Art and writing are themselves a duality of sorts. Both are, as the philosopher Suzanne Langer puts it, a way of finding form for feeling; whereas art expresses thoughts and feelings that words can’t, writing expresses the unseen. The pairings in the following pages were created independently and only later brought together to play off one another. 

When my husband received his diagnosis, I immediately started a journal. I knew that I would need  a tool, a means of processing what was happening to the two of us. Even though I am a visual artist, the art about Parkinson’s actually came more slowly, less deliberately. It took me some time to realize that the many recurring images such as hands, containers, and knots that had begun to crop up in my art were actually related to our struggles. Only then did my artwork about Parkinson’s become more conscious. 

I started noticing that my emotions were coming in pairs—Hope and Despair, Fear and Calm—jumping wildly from one to the other, banging up against each other moment by moment. I wondered why these swings were so extreme. Is it the brain’s way of seeking balance when it is thrown so roughly off balance? I couldn’t answer that question. The best I could manage was to wrangle these conflicting emotions into my journal or my art and keep going.

The work I was doing on both page and canvas began to take on new meaning along the way. Once tools for my own survival, I now recognize these pieces as doorways into conversations with other people—hard conversations about anger, sadness, frustration, grief, that are difficult to initiate in any other way. Showing Hal a painting that depicts my anger allows us enough distance to be able to talk without the barrier of defensiveness and high wrought emotions. When speaking with my therapist, the art offers a direct path into meaningful and healing conversation.

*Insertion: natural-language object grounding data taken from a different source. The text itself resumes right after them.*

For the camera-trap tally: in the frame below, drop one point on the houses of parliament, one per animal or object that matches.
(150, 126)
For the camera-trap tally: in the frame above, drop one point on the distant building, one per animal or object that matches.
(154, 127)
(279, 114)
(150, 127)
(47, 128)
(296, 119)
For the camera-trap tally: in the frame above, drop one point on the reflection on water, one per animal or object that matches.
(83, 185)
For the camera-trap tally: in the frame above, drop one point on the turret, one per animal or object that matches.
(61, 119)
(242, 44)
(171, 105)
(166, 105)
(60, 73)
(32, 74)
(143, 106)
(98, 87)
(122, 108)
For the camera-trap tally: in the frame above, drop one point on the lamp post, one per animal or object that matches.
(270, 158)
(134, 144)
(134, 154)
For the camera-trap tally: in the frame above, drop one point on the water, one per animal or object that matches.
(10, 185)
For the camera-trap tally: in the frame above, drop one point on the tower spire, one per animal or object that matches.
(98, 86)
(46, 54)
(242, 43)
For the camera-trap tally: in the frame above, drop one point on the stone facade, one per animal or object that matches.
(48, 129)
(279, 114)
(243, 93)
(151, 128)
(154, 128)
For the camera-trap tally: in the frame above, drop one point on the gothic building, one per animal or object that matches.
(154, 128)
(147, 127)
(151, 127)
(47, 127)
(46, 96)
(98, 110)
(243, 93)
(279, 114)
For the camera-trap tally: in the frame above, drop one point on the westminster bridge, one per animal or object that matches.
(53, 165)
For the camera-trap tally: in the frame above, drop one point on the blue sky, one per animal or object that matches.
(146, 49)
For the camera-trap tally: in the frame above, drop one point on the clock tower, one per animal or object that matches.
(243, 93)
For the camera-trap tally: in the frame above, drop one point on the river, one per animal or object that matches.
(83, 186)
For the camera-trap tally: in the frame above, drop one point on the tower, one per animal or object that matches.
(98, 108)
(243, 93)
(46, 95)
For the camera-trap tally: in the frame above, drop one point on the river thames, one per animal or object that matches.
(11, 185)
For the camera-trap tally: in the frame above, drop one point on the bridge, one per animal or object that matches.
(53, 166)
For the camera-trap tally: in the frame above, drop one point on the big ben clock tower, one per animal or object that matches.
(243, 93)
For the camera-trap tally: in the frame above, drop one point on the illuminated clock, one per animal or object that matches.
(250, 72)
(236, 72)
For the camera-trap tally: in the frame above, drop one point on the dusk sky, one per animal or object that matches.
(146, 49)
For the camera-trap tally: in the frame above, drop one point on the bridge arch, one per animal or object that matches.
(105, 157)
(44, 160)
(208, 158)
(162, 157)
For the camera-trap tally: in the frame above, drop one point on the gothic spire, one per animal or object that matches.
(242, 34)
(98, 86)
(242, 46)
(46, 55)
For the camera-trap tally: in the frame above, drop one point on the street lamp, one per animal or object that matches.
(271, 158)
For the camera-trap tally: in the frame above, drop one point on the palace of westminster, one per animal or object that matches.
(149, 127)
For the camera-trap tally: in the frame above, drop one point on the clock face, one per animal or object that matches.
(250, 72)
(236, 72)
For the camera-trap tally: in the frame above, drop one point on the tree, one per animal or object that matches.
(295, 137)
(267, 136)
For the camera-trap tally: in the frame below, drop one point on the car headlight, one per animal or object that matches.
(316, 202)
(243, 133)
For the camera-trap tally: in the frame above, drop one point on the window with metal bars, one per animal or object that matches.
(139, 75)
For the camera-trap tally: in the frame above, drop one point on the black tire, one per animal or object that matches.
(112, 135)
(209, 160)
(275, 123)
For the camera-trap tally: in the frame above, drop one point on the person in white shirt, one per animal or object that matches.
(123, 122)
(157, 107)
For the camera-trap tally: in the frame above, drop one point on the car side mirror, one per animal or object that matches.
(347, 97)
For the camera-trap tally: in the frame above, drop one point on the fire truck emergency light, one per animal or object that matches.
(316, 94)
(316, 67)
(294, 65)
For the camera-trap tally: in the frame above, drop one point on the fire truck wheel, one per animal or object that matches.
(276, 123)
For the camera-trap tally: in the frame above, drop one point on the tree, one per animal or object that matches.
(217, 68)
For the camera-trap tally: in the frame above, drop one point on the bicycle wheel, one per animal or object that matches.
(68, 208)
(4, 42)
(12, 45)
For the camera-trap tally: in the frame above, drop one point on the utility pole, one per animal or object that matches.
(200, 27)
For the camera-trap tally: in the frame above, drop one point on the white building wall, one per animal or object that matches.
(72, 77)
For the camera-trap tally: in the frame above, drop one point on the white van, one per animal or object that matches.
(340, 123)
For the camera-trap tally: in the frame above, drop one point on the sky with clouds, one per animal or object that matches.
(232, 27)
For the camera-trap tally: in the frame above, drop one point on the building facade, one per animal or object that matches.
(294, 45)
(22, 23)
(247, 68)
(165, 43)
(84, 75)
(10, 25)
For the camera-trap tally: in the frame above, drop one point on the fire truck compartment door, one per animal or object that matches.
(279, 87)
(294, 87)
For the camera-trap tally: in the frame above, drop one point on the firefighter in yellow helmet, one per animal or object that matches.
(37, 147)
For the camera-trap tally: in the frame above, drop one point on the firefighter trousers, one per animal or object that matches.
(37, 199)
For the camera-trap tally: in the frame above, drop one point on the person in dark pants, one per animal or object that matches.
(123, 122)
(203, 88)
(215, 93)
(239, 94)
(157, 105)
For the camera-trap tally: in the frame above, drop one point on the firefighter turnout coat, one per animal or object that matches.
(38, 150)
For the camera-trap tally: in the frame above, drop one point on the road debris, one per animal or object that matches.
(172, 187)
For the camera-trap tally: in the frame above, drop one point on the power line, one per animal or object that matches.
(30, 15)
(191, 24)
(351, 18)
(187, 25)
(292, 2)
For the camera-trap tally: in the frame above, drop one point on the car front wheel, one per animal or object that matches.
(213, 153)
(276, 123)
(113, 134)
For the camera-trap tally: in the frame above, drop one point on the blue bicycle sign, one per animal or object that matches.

At the same time, the art and writing that I have produced during the Parkinson’s years of our lives became like souvenirs for me, carried back from those moments of wonderful connection and moments of painful disconnection (both from myself and Hal) that have defined the twists and turns of this journey. I am reminded that both sides of each duality were equally real and inevitable. Even when I feel myself going numb, I read the words, look at the images my hands created, and feel those feelings again. Then I find my way back to the path and keep moving forward.

The story of Parkinson’s does not start at Point A and progress logically and predictably to Point B. It is circuitous, contradictory, cyclical, always changing. Thus, rather than trying to offer a straightforward narrative that starts at the beginning and moves to the end, I have organized this website around these pairs of difficult—but ultimately rich and rewarding—ideas that have defined my experience as a caregiver. I hope that, wherever you are in this journey, my words and my art resonate with you and validate some part of your own experience.